タイの老舗ホテルチェーンのデュシット・インターナショナルはバングラデシュに進出する。
2017年末をメドに首都ダッカに開業する。同社は度重なる政変で観光業が不安定なタイ市場からのリスク分散を進めており、国外売上高比率を25年までに2割から8割に引き上げる計画。アジアや中東で今後の経済発展を見込む国を狙う。
バングラデシュの地場の同業レイクショアホテルとビジネスホテル「プリンセス・デュシット」のフランチャイズチェーン(FC)契約を結んだ。
1軒目となるダッカのホテルは13階建て、80室の予定。立地はシャージャラル国際空港から車で5分の距離で、主要な工業団地にも近い。
バングラデシュは中国以外に工場を建てる「チャイナプラスワン」の有力な受け皿。
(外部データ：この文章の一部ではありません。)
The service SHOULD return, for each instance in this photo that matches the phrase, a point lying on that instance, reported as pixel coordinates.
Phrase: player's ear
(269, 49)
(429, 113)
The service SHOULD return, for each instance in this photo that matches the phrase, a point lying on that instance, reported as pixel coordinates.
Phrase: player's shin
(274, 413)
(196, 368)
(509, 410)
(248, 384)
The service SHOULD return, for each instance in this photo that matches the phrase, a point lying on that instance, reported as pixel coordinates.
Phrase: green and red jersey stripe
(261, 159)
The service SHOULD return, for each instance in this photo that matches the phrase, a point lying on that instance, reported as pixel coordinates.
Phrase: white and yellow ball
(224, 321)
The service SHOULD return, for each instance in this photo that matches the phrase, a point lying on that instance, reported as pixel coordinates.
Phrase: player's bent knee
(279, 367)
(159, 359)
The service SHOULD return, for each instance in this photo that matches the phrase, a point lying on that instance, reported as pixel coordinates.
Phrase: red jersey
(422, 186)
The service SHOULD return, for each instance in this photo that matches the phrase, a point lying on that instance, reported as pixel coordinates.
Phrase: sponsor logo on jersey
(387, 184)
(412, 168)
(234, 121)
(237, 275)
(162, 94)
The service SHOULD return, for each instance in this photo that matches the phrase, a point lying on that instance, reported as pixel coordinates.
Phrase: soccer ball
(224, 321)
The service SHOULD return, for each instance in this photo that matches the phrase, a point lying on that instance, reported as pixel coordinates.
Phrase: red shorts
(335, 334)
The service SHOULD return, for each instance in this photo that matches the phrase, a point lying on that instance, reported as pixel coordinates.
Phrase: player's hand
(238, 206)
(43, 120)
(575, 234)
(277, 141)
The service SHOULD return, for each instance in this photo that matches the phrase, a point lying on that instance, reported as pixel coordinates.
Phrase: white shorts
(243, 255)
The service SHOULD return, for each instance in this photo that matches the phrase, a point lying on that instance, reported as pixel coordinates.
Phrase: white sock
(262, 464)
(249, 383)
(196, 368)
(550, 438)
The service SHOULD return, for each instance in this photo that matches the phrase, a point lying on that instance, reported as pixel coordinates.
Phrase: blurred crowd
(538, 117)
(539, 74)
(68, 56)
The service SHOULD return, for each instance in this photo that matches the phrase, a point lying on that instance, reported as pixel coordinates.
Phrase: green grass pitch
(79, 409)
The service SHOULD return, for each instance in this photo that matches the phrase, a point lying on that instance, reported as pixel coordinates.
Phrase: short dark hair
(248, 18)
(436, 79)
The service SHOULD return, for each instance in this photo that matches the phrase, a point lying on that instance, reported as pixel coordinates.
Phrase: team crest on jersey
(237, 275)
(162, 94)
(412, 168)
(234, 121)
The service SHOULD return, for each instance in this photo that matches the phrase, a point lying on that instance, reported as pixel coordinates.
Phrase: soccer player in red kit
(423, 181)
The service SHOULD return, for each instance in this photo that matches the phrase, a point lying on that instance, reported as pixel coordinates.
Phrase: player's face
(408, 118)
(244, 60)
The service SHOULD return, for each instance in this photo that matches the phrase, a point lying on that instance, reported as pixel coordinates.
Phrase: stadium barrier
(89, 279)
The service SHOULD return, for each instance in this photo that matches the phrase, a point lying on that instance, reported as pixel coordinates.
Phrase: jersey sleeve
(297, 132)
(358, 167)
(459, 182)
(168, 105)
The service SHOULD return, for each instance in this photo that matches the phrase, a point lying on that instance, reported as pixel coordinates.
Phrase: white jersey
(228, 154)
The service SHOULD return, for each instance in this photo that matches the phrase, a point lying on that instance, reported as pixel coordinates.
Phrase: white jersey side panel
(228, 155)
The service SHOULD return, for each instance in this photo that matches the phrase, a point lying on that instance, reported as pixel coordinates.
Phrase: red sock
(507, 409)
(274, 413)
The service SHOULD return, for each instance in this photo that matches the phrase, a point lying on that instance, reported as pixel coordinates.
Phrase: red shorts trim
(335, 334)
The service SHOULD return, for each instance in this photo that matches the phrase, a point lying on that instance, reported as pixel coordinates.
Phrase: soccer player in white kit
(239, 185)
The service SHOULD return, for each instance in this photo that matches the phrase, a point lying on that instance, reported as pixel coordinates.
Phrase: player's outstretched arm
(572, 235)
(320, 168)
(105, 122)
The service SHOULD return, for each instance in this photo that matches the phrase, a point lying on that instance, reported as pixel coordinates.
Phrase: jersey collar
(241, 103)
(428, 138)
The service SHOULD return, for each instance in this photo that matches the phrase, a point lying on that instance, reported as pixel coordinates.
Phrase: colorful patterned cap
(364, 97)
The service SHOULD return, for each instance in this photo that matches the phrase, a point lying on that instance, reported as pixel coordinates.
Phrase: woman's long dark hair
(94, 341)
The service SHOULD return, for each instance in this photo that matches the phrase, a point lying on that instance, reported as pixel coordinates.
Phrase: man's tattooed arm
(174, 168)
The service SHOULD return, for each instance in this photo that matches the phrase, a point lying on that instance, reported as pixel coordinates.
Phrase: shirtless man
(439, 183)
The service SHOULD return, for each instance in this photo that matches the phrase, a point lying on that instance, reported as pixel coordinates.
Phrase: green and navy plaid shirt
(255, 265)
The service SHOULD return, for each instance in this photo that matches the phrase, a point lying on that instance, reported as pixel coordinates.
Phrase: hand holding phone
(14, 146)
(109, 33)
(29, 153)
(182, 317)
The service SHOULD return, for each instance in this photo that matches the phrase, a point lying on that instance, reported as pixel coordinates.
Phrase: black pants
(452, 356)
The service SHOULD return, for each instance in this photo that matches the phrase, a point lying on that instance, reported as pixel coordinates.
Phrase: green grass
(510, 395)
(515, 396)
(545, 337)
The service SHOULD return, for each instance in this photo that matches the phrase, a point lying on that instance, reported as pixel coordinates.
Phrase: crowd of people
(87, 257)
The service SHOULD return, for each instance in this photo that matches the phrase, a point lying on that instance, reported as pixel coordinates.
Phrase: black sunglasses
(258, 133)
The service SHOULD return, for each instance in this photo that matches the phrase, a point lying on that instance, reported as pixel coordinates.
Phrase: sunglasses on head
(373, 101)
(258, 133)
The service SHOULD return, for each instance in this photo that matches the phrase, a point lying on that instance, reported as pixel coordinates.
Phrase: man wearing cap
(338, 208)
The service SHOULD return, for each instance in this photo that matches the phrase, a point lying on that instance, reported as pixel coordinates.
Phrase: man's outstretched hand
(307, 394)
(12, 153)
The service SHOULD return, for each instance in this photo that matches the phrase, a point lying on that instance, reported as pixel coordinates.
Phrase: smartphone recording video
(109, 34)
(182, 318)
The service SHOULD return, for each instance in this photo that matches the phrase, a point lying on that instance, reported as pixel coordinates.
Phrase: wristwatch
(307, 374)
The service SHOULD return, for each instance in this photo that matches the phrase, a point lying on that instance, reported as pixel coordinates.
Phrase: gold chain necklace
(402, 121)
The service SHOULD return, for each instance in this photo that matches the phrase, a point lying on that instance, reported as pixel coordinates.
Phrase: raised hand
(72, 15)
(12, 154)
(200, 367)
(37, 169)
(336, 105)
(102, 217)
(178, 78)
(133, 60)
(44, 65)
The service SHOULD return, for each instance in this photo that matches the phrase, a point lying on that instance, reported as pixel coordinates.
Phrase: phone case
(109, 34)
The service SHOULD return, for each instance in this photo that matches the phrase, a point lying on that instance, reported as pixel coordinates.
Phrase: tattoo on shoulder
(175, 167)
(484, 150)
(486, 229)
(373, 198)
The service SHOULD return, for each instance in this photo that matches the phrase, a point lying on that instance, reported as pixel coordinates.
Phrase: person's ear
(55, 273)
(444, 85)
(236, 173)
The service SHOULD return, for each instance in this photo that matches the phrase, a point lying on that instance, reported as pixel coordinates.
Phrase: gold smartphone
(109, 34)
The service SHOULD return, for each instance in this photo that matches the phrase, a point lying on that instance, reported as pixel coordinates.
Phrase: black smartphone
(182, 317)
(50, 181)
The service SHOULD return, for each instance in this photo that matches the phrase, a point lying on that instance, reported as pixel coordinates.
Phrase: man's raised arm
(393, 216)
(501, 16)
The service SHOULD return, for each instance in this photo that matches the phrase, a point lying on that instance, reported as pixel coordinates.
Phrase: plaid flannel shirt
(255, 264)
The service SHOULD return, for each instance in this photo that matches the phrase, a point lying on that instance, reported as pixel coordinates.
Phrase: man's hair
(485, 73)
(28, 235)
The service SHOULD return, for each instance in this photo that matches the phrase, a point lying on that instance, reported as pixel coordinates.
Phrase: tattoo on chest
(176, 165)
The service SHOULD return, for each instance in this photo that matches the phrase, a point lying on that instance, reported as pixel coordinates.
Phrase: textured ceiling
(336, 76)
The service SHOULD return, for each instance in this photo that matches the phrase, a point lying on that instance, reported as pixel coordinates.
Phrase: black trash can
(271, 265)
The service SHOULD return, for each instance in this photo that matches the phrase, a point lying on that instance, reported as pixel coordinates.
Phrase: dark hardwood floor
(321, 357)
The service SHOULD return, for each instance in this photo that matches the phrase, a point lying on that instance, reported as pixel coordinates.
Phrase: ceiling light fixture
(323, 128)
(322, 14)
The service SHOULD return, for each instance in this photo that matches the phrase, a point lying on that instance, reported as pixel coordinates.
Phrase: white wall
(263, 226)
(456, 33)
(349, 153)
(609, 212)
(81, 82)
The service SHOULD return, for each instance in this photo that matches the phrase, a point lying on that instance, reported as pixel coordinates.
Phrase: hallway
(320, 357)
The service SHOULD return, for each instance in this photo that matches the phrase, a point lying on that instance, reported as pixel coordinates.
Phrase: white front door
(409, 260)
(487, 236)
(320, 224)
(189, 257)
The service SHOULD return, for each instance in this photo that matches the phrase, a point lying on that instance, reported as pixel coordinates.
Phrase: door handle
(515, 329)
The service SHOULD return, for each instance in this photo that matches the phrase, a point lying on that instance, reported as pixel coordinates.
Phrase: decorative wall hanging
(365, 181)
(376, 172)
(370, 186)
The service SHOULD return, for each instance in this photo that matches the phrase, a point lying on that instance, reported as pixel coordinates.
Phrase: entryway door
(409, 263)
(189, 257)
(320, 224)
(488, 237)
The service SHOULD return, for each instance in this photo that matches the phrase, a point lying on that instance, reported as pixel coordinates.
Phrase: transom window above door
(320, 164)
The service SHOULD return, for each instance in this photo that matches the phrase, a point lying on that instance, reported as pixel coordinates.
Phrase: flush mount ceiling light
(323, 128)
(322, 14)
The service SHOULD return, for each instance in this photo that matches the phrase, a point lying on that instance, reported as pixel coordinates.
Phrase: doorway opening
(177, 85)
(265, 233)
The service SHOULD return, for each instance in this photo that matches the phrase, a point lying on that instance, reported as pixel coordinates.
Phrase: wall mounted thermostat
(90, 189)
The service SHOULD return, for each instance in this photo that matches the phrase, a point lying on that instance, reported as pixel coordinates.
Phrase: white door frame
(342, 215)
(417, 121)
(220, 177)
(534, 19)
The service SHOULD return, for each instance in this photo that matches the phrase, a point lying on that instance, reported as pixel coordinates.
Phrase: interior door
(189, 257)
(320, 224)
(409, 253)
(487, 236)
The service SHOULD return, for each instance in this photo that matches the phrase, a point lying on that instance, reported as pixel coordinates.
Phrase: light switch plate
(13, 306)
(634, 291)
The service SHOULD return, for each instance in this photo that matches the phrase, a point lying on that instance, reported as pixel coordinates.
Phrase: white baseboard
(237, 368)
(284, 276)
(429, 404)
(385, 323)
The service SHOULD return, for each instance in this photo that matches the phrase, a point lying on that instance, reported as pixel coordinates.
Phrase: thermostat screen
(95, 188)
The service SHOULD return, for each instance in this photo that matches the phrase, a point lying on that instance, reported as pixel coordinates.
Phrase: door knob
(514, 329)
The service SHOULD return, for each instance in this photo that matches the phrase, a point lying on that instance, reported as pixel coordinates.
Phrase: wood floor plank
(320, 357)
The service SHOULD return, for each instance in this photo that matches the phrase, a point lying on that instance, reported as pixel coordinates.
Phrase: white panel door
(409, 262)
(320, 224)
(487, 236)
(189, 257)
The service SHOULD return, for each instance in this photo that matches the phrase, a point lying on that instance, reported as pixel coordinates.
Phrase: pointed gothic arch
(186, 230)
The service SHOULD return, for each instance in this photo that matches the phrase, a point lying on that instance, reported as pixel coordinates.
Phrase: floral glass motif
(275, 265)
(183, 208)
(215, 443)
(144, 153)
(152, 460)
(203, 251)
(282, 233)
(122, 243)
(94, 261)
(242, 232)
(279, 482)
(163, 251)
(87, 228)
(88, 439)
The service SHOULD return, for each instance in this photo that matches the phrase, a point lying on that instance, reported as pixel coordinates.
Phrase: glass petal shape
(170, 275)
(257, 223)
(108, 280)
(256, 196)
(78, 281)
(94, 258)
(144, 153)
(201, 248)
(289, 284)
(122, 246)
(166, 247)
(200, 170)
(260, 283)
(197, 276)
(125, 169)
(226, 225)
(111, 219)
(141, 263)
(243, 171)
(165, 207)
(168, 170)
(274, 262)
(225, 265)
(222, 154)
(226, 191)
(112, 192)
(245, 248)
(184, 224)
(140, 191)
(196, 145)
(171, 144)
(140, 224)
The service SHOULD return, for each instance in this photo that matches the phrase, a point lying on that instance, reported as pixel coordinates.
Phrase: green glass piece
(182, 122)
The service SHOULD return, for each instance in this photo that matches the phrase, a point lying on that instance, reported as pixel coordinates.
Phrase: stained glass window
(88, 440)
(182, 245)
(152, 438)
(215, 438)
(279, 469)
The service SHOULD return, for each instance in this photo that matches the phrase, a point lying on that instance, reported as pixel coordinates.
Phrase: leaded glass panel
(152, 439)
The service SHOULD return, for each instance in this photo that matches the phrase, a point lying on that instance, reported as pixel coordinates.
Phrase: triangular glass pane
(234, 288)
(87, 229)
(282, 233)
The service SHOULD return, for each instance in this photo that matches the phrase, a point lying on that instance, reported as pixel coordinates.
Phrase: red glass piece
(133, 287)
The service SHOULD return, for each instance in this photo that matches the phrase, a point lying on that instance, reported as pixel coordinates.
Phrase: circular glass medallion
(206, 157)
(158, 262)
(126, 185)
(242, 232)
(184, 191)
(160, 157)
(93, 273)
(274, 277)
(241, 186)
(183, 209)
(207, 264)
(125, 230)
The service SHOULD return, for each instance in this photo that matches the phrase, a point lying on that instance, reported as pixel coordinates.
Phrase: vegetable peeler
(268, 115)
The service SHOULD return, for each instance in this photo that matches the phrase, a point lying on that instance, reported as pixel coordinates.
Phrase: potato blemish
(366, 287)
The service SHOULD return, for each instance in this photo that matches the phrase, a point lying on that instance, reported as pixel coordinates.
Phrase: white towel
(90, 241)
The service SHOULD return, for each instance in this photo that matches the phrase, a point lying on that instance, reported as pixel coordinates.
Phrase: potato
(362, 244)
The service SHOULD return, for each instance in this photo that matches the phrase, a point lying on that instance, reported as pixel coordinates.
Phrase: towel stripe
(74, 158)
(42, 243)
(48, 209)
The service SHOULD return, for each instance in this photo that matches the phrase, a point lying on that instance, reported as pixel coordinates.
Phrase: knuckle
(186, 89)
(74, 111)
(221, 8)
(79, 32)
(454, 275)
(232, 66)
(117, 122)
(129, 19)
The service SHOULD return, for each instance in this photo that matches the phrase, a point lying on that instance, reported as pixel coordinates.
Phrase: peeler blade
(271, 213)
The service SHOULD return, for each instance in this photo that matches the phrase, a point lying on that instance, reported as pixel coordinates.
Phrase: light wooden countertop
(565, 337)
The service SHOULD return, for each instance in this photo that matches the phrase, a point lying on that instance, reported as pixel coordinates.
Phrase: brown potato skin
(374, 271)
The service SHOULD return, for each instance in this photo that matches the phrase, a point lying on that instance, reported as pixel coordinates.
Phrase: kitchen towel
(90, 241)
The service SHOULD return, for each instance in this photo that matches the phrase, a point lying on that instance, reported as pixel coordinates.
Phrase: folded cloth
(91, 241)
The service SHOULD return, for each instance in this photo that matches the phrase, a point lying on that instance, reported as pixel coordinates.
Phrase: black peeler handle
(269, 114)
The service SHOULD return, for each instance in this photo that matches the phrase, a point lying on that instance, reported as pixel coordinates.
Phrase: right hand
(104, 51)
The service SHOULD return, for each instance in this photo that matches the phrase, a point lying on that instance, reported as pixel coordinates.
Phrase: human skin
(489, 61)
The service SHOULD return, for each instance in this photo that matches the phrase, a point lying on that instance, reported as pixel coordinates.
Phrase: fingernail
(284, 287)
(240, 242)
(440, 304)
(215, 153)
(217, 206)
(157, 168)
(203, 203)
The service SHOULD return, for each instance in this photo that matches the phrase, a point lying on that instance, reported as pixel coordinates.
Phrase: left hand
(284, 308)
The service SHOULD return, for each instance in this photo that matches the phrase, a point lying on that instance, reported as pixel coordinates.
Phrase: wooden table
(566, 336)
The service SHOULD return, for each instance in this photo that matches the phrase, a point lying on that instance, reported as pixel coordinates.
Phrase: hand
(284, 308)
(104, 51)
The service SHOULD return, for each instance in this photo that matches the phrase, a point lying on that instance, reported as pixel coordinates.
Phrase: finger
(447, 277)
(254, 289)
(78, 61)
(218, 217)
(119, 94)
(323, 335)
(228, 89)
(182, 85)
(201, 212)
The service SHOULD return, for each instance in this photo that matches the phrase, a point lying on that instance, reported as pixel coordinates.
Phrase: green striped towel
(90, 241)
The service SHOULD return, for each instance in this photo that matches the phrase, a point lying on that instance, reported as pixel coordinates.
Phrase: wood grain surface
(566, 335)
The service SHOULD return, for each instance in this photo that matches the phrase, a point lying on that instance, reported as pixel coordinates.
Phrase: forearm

デュシットは急増している外国人ビジネス客を狙う。
デュシットは世界8ヶ国でホテル29軒を展開しており、ほぼ半分はタイ国内だ。
ただ、国内市場は外資系の高級ホテルがこぞって進出している激戦地。14年の軍事クーデターのような政変による観光業への打撃も小さくない。今後は国外を中心に年15~20軒のペースでホテルを開業する。
今後3~4年以内に進出国は約3倍の21ヶ国に広がる予定。
巨大市場の中国のほかにミャンマー、ブータン、オマーン、ケニアなどを開拓する。